The United States has a shortage of medicines that could help people suffering from advanced prostate cancer.
Pluvicto is a drug that treats metastatic castration resistant prostate cancer. Its maker Novartis said it could not produce any more until it produces more. People who were about to receive their first doses of Pluvicto had to be rescheduled.
We recognize that patients and their loved ones can be upset by any rescheduled dose and it poses challenges for treatment centers. Novartis stated that it is working to provide the best possible care for patients and their loved ones as they deal with the current situation. The company released a March 9 news release, which Novartis claimed was the most recent information.
According to the Swiss company, it had been in touch with US providers and treatment centers and is now 'actively engaging with them' in order to schedule rescheduling.
Novartis' manufacturing plant in Ivrea (Italy) is unable to keep up with the demand for the drug. It had to stop production at the facility in May because it was concerned about possible quality problems.

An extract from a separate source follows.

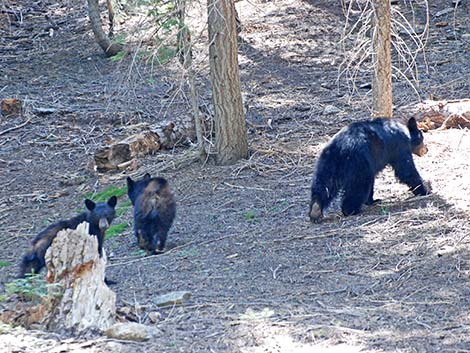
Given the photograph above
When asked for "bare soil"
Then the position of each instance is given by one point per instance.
(262, 277)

It also stopped production at the New Jersey facility that produces the drug for Canada.
In June, Novartis resumed production in both plants.
Although the company is hopeful that the New Jersey facility will be authorized to manufacture the drug for the US, it is not yet clear when. Novartis stated in March that it had received approval from the US Food and Drug Administration.

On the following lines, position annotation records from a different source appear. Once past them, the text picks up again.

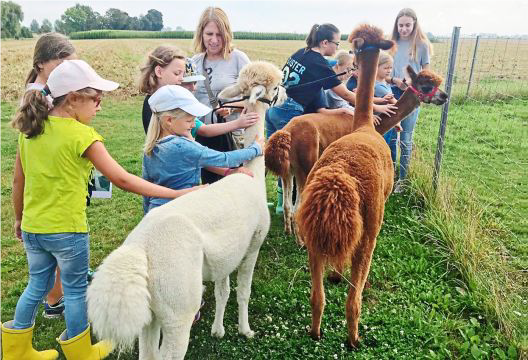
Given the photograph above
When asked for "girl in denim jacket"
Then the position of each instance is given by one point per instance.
(172, 158)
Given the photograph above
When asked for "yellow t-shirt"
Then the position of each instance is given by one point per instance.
(56, 176)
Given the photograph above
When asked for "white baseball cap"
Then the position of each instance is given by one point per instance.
(170, 97)
(73, 75)
(191, 75)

A person with a terminal cancer has no time to wait for Novartis to make more. They also don't have many options. According to Dr. Daniel Spratt of the Department of Radiation Oncology, University Hospitals Seidman Cancer Center, Cleveland, Novartis won't be able to approve the New Jersey plant until too late.
Novartis stated that it prioritizes patients who are being treated with Pluvicto. The drug is administered in six cycles. Spratt stated that the supply of Pluvicto has been reduced recently, even for some of these patients.
He said that many patients were missing months of therapy. "The real tragedy is patients who are partially under treatment and have received great responses, but we can't get them the remainder of their therapy in the time frame.
According to the American Cancer Society, prostate cancer is second only to skin cancer. While prostate cancer is not the most common form of cancer in men, it is expected that 34,700 people will die this year. It is the second most common cause of death from cancer in American men, after lung cancer.
Pluvicto, a targeted radioligand treatment, uses radioactive atoms in order to deliver radiation to specific cells. This helps fight cancer and minimizes damage to surrounding tissues.
Although there is no cure for advanced cancer, Pluvicto may help people live longer. Spratt stated that there was excitement when the FDA approved Pluvicto in March 2022. Spratt said that patients who heard about the trials had been asking questions about it for years.
A Novartis trial found that patients who received the drug lived an average of 15 months, four months longer than those who did not. The recovery process is more dramatic for a few people.
Dr. William Dahut is chief scientific officer of the American Cancer Society.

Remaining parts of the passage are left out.